In August of 2012, Supply Chain Matters amplified a report by The Financial Times indicating that global market opportunities were being foiled by Brazil’s logistics infrastructure, specifically its main export port, Santos.  Farmers across Brazil, blessed with favorable climate and a second growing season, at the time were expected to harvest a bumper corn harvest and compensate for a severe drought condition impacting farmers and corn harvests across the U.S. Midwest. For the first time in many years, U.S. food producers were calling on Brazil’s farm sector to compensate for needed corn.

During that time, conditions at the port of Santos were described as extremely challenging with trucks waiting to be unloaded for upwards of three days. Warehouse space was described as in short supply and there was over dependence in truck transport vs. other surface transportation methods such as rail to move goods to and from this strategic port.

Last week, we were once again disappointed to read another Financial Times article, Battle looms for Brazil’s clogged ports (paid subscription required or free metered view), indicating that conditions at Brazil’s main port have become even more challenging as the sugar and soya harvest season is winding down. The article describes a truck driver lamenting that he has waited for five days at a nearby truck park 15 kilometers from Santos just to be called to the port for unloading of goods. Showers and washrooms are described as out of order and tempers are short since the rainy season is underway. Thus, as Brazil’s soyabean farmers enjoy their largest harvest, there well may be a global supply shortage of this food commodity because of Brazil’s inefficient export infrastructure.

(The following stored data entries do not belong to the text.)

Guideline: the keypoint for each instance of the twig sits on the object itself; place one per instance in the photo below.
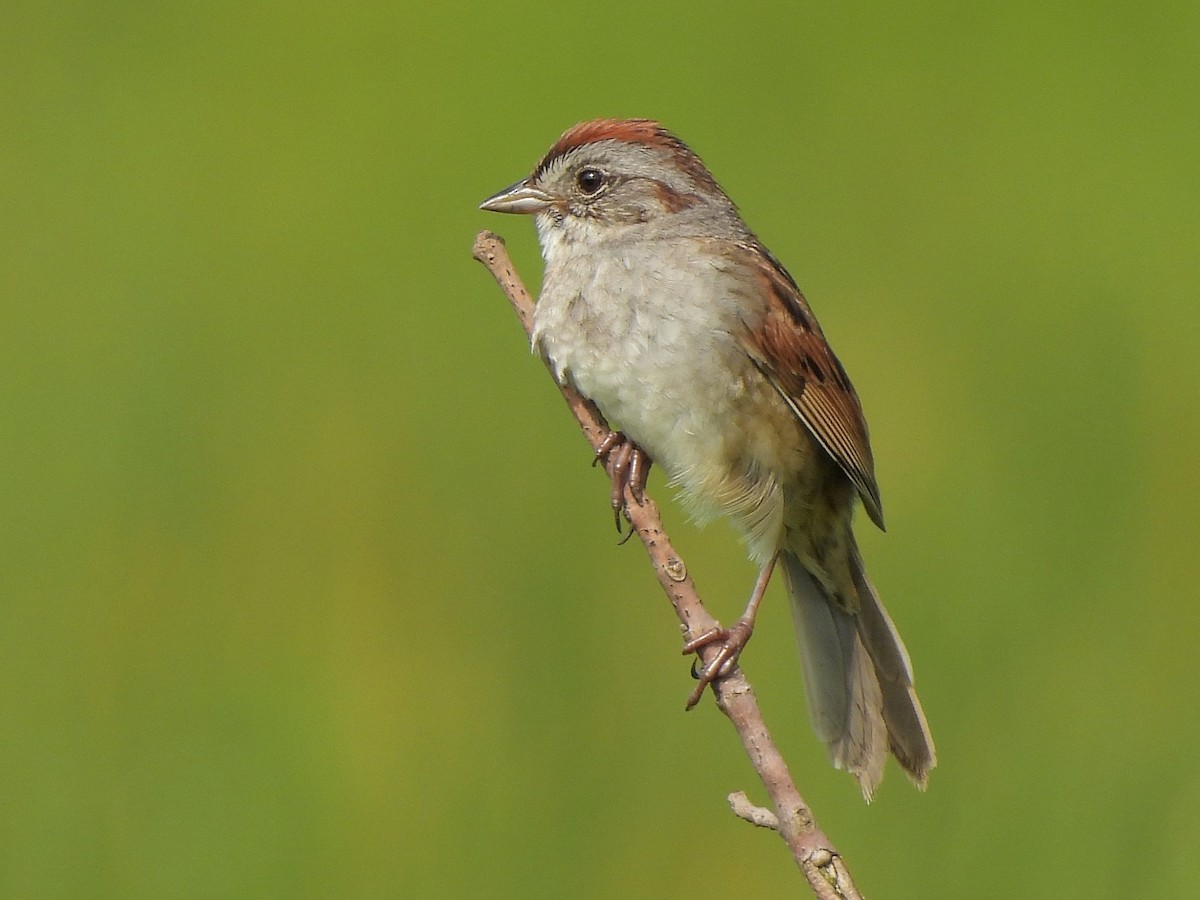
(811, 850)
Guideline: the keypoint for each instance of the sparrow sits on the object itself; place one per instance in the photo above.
(665, 310)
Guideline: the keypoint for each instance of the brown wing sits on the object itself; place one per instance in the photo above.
(790, 349)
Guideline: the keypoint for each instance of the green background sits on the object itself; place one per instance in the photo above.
(307, 588)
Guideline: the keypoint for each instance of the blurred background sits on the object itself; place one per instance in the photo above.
(307, 588)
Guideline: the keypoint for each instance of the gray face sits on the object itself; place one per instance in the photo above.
(610, 186)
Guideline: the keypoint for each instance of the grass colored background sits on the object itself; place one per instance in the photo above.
(307, 589)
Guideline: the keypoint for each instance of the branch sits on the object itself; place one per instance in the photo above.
(811, 850)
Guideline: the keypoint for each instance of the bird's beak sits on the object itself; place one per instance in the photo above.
(520, 197)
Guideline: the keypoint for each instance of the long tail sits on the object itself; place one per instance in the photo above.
(858, 678)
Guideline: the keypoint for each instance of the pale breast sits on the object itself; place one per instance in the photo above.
(657, 348)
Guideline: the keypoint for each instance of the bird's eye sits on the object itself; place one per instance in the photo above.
(589, 180)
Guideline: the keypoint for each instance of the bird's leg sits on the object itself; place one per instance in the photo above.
(629, 467)
(732, 640)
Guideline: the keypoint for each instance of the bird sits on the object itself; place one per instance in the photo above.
(666, 311)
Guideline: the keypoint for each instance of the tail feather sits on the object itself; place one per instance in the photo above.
(857, 678)
(909, 736)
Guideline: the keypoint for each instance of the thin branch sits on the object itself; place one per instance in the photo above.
(811, 850)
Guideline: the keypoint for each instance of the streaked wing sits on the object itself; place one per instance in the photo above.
(790, 349)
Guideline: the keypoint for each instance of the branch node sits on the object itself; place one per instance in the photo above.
(759, 816)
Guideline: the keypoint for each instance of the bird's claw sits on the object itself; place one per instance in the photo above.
(628, 467)
(732, 641)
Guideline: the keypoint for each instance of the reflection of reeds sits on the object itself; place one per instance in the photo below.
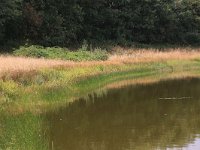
(151, 79)
(120, 56)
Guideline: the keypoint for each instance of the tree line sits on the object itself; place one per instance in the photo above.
(70, 22)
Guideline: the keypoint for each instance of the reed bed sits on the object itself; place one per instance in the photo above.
(117, 57)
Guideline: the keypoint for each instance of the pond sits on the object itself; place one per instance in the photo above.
(160, 115)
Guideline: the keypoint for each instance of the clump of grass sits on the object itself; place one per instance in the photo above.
(23, 132)
(8, 91)
(61, 53)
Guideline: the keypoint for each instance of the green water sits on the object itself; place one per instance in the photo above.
(163, 115)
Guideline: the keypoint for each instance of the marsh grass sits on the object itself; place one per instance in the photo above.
(22, 132)
(33, 86)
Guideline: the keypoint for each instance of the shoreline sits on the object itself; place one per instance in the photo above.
(38, 89)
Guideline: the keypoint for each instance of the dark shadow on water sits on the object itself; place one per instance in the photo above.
(130, 118)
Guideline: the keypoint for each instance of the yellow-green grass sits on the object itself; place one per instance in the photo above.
(53, 83)
(39, 85)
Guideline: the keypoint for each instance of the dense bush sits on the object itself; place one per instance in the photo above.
(69, 22)
(60, 53)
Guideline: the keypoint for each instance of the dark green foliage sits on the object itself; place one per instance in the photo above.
(60, 53)
(70, 22)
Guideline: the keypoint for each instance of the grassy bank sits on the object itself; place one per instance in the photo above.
(39, 85)
(49, 83)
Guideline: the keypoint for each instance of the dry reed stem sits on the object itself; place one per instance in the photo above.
(21, 64)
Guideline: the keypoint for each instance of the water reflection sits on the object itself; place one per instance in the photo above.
(131, 118)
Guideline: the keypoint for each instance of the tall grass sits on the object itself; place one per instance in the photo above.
(22, 132)
(31, 87)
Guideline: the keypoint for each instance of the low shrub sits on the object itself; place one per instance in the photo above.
(61, 53)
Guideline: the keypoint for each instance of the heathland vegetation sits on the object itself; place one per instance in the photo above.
(54, 51)
(67, 23)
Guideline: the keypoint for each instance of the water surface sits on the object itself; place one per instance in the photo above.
(162, 115)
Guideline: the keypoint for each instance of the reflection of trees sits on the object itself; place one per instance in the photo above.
(130, 118)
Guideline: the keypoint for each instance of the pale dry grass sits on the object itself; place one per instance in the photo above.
(143, 55)
(119, 56)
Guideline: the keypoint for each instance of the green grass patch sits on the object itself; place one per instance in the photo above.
(22, 132)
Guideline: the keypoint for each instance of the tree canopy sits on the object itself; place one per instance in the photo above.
(70, 22)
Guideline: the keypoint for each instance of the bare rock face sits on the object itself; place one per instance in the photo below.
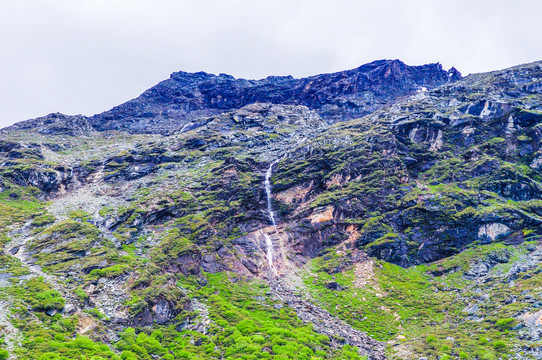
(185, 98)
(58, 124)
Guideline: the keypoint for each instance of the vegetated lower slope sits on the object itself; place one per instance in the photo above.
(418, 224)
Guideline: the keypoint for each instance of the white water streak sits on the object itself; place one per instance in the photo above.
(268, 241)
(268, 192)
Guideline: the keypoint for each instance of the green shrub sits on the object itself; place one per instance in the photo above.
(430, 339)
(505, 324)
(4, 354)
(488, 356)
(499, 345)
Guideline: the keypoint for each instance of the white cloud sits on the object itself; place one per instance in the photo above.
(86, 56)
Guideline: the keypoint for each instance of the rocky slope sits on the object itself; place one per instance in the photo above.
(337, 216)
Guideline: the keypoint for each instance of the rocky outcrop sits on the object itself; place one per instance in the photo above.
(57, 124)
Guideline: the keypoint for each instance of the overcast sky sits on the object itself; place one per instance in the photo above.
(86, 56)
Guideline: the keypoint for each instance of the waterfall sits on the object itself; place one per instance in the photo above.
(268, 193)
(269, 244)
(268, 241)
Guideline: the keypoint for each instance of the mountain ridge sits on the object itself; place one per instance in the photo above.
(273, 230)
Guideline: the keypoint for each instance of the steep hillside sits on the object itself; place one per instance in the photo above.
(241, 219)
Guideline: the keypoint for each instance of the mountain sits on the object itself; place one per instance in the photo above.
(387, 211)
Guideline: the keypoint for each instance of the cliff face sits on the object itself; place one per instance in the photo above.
(394, 197)
(185, 97)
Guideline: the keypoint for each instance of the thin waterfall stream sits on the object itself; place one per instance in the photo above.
(268, 241)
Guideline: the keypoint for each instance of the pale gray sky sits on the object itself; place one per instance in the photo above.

Brazil is the world’s largest exporter of coffee, sugar, orange juice and soya. This latest FT article notes that Santos is currently the most labor intensive and costly of global ports, requiring up to 11 times more labor effort and 2 to 3 times more costly than other modern ports such as Singapore and Rotterdam. At Brazil’s other port of Paranaqua´, there are reports of ship waiting times averaging 51 days in February. Also noted is that sending a container to Brazil requires 100 forms consisting of 900 pieces of required information.  An added challenge,  which is now compounding delay times, is a new hours of service regulation requiring truck drivers to have 11 hours of uninterrupted rest in every 24 hour period.

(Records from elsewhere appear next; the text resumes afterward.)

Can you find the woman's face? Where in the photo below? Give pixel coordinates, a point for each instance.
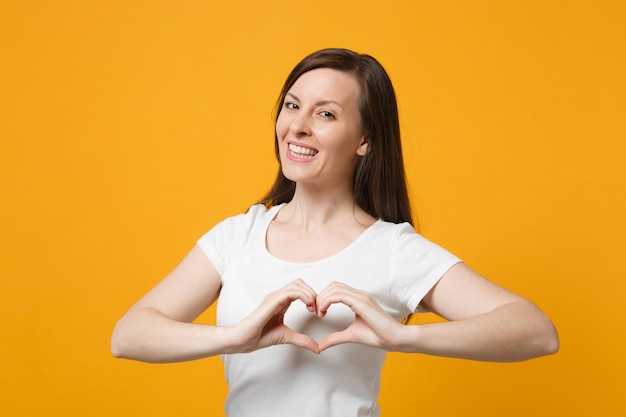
(319, 128)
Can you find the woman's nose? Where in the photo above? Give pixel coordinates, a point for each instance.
(300, 125)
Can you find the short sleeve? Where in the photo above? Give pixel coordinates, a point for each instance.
(417, 265)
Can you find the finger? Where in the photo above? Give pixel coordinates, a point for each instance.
(339, 293)
(301, 340)
(334, 339)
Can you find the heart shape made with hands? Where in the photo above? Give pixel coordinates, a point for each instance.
(338, 314)
(322, 329)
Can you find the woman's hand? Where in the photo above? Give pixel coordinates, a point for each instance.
(372, 326)
(265, 327)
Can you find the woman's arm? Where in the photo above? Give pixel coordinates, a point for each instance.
(486, 322)
(159, 327)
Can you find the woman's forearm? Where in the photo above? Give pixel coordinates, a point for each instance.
(149, 336)
(513, 332)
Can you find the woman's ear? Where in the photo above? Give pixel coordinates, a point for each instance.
(363, 147)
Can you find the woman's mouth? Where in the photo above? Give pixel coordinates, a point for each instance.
(301, 152)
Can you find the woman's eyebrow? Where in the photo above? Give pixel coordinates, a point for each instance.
(319, 103)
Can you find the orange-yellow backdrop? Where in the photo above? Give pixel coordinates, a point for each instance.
(129, 128)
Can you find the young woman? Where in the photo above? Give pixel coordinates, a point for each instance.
(314, 282)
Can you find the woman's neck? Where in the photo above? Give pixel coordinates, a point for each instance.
(311, 208)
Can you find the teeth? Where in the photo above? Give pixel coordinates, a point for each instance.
(301, 152)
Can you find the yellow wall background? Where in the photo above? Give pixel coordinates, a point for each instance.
(129, 128)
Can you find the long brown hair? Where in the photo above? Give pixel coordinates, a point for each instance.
(379, 185)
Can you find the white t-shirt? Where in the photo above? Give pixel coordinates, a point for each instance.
(390, 261)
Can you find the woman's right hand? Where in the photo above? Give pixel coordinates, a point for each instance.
(265, 326)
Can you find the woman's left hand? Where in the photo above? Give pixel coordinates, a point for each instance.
(372, 326)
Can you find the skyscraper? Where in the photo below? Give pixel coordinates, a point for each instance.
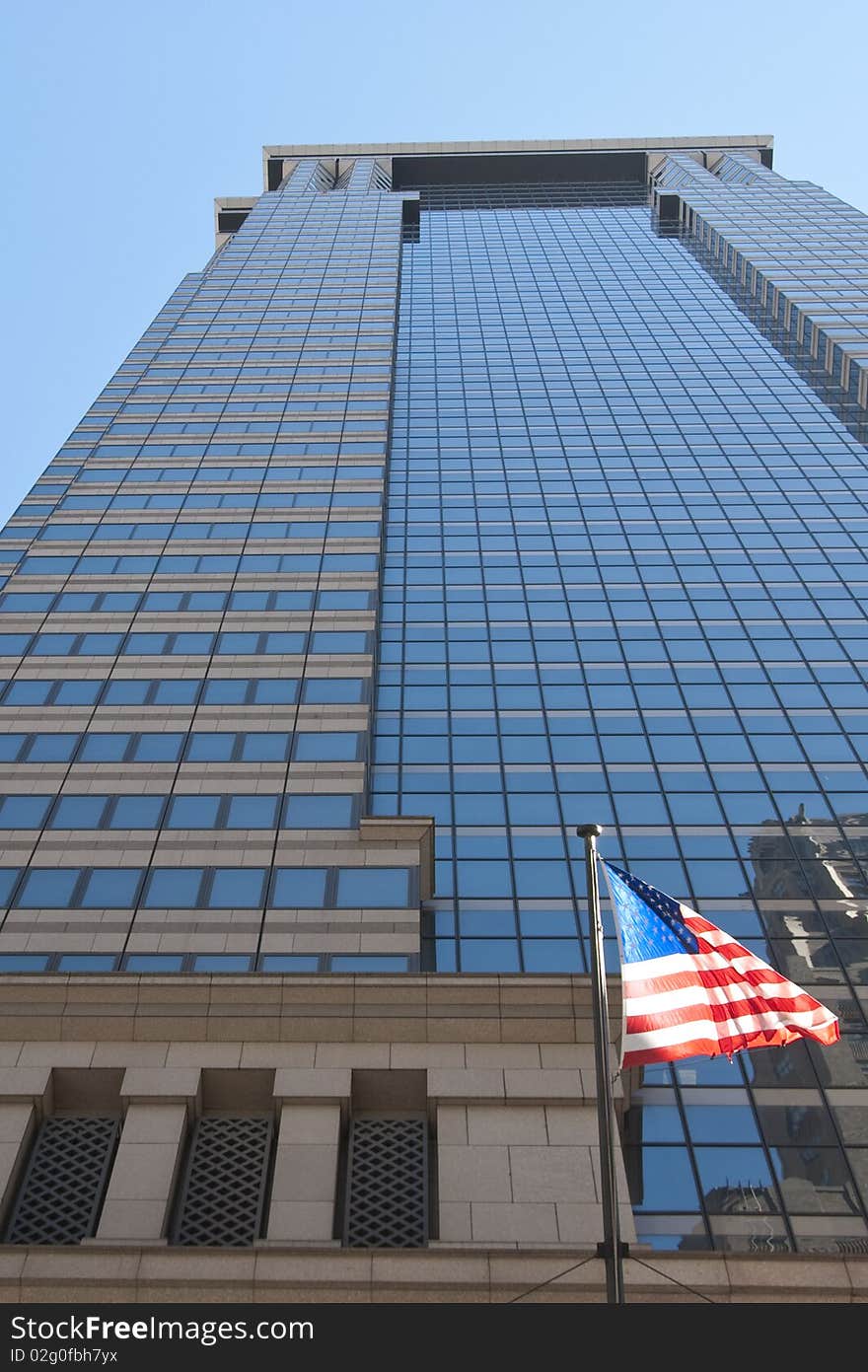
(468, 494)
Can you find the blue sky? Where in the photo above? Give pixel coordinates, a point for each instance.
(122, 122)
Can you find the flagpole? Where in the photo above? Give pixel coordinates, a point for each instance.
(611, 1248)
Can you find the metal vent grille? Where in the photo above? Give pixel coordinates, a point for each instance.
(62, 1190)
(224, 1187)
(387, 1185)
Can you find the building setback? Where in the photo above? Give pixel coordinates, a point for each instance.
(468, 494)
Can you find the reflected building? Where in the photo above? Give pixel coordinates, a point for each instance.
(467, 494)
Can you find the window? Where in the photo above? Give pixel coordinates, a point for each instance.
(62, 1191)
(192, 813)
(111, 888)
(298, 888)
(136, 813)
(224, 1187)
(320, 813)
(387, 1182)
(236, 887)
(24, 811)
(373, 887)
(173, 888)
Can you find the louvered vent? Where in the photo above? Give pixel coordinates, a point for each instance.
(62, 1190)
(387, 1185)
(224, 1187)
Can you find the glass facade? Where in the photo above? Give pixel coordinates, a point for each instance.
(620, 579)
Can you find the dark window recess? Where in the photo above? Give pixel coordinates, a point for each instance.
(276, 172)
(63, 1186)
(221, 1202)
(387, 1183)
(228, 221)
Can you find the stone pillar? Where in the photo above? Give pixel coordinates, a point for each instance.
(25, 1097)
(159, 1104)
(305, 1183)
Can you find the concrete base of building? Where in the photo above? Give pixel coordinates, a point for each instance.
(296, 1276)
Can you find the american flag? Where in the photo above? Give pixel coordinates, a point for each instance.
(688, 989)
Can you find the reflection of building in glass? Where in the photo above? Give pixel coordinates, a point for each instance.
(509, 487)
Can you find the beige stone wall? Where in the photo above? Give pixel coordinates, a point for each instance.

For its part, the government of Brazil has been working on a $23 billion ports modernization package to increase Santos port capacity threefold and address infrastructure efficiency needs. However, port operators and labor unions currently continue to oppose such plans. Companies and commodity firms are continuing to  invest in their own privately owned and operated port facilities, which add more distrust and labor unrest for workers within publically operated port facilities.

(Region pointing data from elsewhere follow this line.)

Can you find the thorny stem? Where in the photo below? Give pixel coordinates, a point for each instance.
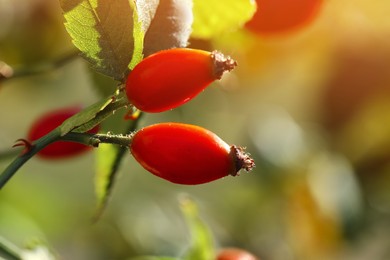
(96, 139)
(24, 157)
(84, 138)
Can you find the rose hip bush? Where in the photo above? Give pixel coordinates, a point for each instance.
(150, 50)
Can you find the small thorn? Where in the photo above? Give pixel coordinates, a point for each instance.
(24, 143)
(132, 114)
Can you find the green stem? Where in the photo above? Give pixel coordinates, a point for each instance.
(9, 251)
(96, 139)
(43, 67)
(24, 157)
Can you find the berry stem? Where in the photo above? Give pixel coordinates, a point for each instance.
(24, 157)
(95, 139)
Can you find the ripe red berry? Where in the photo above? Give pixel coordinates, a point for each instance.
(235, 254)
(187, 154)
(170, 78)
(281, 16)
(47, 123)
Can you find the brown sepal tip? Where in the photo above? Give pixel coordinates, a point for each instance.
(242, 160)
(222, 63)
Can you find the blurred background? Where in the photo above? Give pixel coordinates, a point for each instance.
(311, 104)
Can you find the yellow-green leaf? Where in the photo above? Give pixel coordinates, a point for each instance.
(213, 17)
(202, 244)
(105, 31)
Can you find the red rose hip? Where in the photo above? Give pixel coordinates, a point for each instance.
(235, 254)
(49, 122)
(283, 16)
(186, 154)
(170, 78)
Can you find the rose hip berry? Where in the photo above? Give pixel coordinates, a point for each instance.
(187, 154)
(170, 78)
(282, 16)
(49, 122)
(235, 254)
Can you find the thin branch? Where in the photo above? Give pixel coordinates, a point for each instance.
(24, 157)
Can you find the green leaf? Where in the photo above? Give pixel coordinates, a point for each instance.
(85, 117)
(109, 33)
(214, 17)
(202, 246)
(108, 160)
(104, 177)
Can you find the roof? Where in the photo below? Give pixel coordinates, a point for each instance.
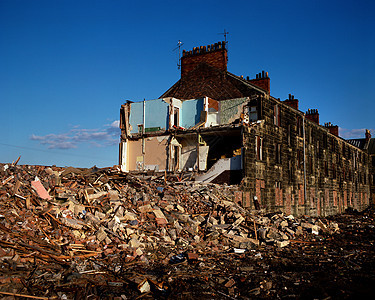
(363, 145)
(359, 143)
(206, 80)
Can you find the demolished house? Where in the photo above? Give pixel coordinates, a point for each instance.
(229, 129)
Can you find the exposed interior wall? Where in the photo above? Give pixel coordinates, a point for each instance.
(230, 110)
(188, 153)
(191, 112)
(156, 115)
(154, 156)
(212, 108)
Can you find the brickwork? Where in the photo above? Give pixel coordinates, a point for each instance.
(333, 168)
(214, 55)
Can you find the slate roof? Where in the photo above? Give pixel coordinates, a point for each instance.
(361, 144)
(206, 80)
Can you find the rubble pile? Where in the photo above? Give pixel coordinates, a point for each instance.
(68, 233)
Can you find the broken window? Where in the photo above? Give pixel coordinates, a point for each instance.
(176, 116)
(289, 134)
(325, 169)
(299, 158)
(278, 153)
(290, 174)
(259, 147)
(140, 128)
(311, 169)
(253, 113)
(276, 115)
(299, 126)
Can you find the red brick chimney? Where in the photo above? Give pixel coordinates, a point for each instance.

Transportation and logistics focused readers in Brazil and other global regions can perhaps add more first-hand detail and insights to these logistics infrastructure challenges involving Brazil in the Comments area related to this posting.

The so-termed BRIC emerging market economies, of which Brazil is a member, are often touted as the new economic growth engines in our global economy.  If Brazil does not solve its existing port infrastructure challenges, its standing as a global economic player will seriously be stymied.